Certainly not ‘compleat’ in any way, this publication consists of a single-page explanation of the fingering of a major scale on two instruments in G and C, and another single page explaining note values and rests. It does, however, add an invaluable piece of advice to would-be performers:

“Piano and Forte
They are both extreamly necessary to express the Intention of
the Melody and as all good Musick should be composed in Imita
tion of a Discourse, these two Ornaments are designed to pro
duce the same Effect that an Orator does by raising and falling
his voice.”

It is unusual yet highly appropriate to see dynamic indications being described as ornaments, yet Oswald’s Twelve Divertimentis abound with such indications despite the instrument having a very limited dynamic range, and it is clear from this that the composer wishes the performer to vary the performance as much as is stylistically tasteful, possibly in order to make up for the sameness of tone, key and resonance peculiar to the instrument. I am unaware of Oswald repeating this advice in any other publication for guittar or otherwise.
The remaining eighteen pages are identical to the first eighteen pages of The Pocket Companion for the Guittar and will be discussed below.

The Pocket Companion for the Guittar (The Wighton Collection 32001, Dundee Public Libraries)

The complete title on the front page of this book is:

“The Pocket Companion for the Guittar Containing A favourite Collection of the best Italian French English and Scots Songs Adapted for that Instrument and the Voice London Printed for and Sold by Js. Oswald, at his Music Shop on the Pavement St. Martin’s Church Yard.”

Pocket Companion Cover

The first of these songs, “From the Man whom I love”, demonstrates a fairly regular feature which appears throughout the publication: the voice part is doubled on a guittar in C, with diads of thirds and fifths and occasional fuller chords, and below the song is an instrumental version for a guittar in G. There are a few inconsistencies between the versions: the dotted rhythms in bars 7 and 8 of the G version are not present in the C version, and the G version has first inversion chords in bar 12, with root position chords in the C version. Both parts end with a short “symphony”. Oswald uses a guittar in G, therefore, in three publications: the Eighteen Divertimento’s, the Compleat Tutor and the Pocket Companion.

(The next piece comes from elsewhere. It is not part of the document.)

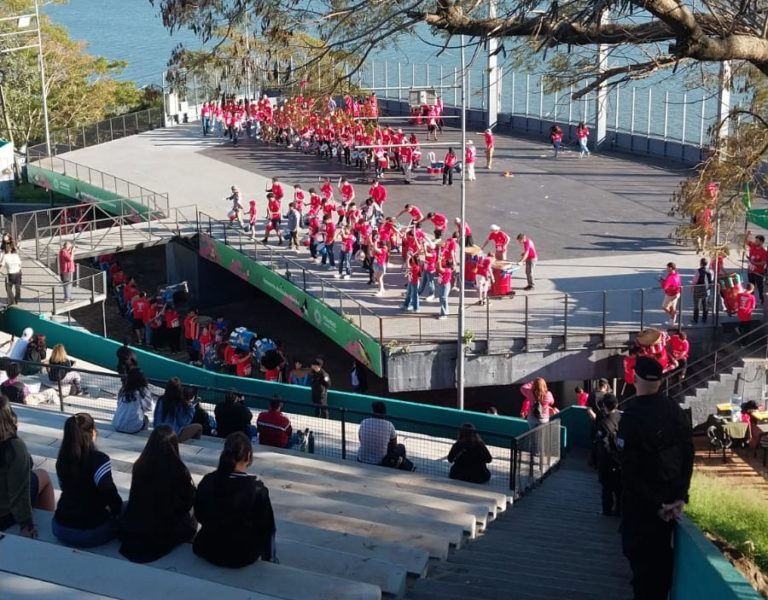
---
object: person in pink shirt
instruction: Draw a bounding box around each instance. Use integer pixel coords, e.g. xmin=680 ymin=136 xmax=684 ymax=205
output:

Pocket Companion In The Reprisal

Two anomalies are the songs “Corn Riggs are bonny” and “The Lovesick Invocation”. Both have in place of the G version single notes in the key of D. Neither works well on either a guittar in G or C, therefore Oswald either had a third guittar in D or the arrangements are for a different instrument such as a violin or flute. Other keys which make an appearance are C minor (“Sung by Hawthorn in Love in a Village”, “There was a Jolly Miller”) and D minor (“Logan Water”). However, the latter appears only in single notes, with the secondary G guittar now in C for the key of A minor.
The Pocket Companion is a major collection of 141 songs, mostly composed by Oswald, for either voice and guitar in unison – a popular guittar song style – or for solo guittar. The songs are varied, include popular airs by Arne and Pasquali, burlesques and traditional Scottish folk songs, and no doubt appealed to a large cross-section of the amateur guittar-playing public. Two of the most celebrated musical plays of the day, The Beggars Opera and Love in a Village, are well represented, and these versions for guittar anticipate the wash of reductions of operatic favourites to appear for the classical guitar in the nineteenth century. The cult of the virtuoso guitarist had yet to appear, and therefore these versions for guittar were accessible to most competent amateurs.

 

The Musical Magazine

This collection of songs and instrumentals for various forces includes two “Lessons for two Guittars” and one unattributed song reduction, “Di nuovo ardore”. The first section of the upper part of “Lesson 1” is identical to Divertimento 1, whilst the second section is identical to the “Giga” from Divertimento X, both from the Twelve Divertimentis. The only difference is the dynamic marking of “piano” in Lesson 1 appears as “dolce” in the Twelve Divertimentis. All are written for a guittar in C.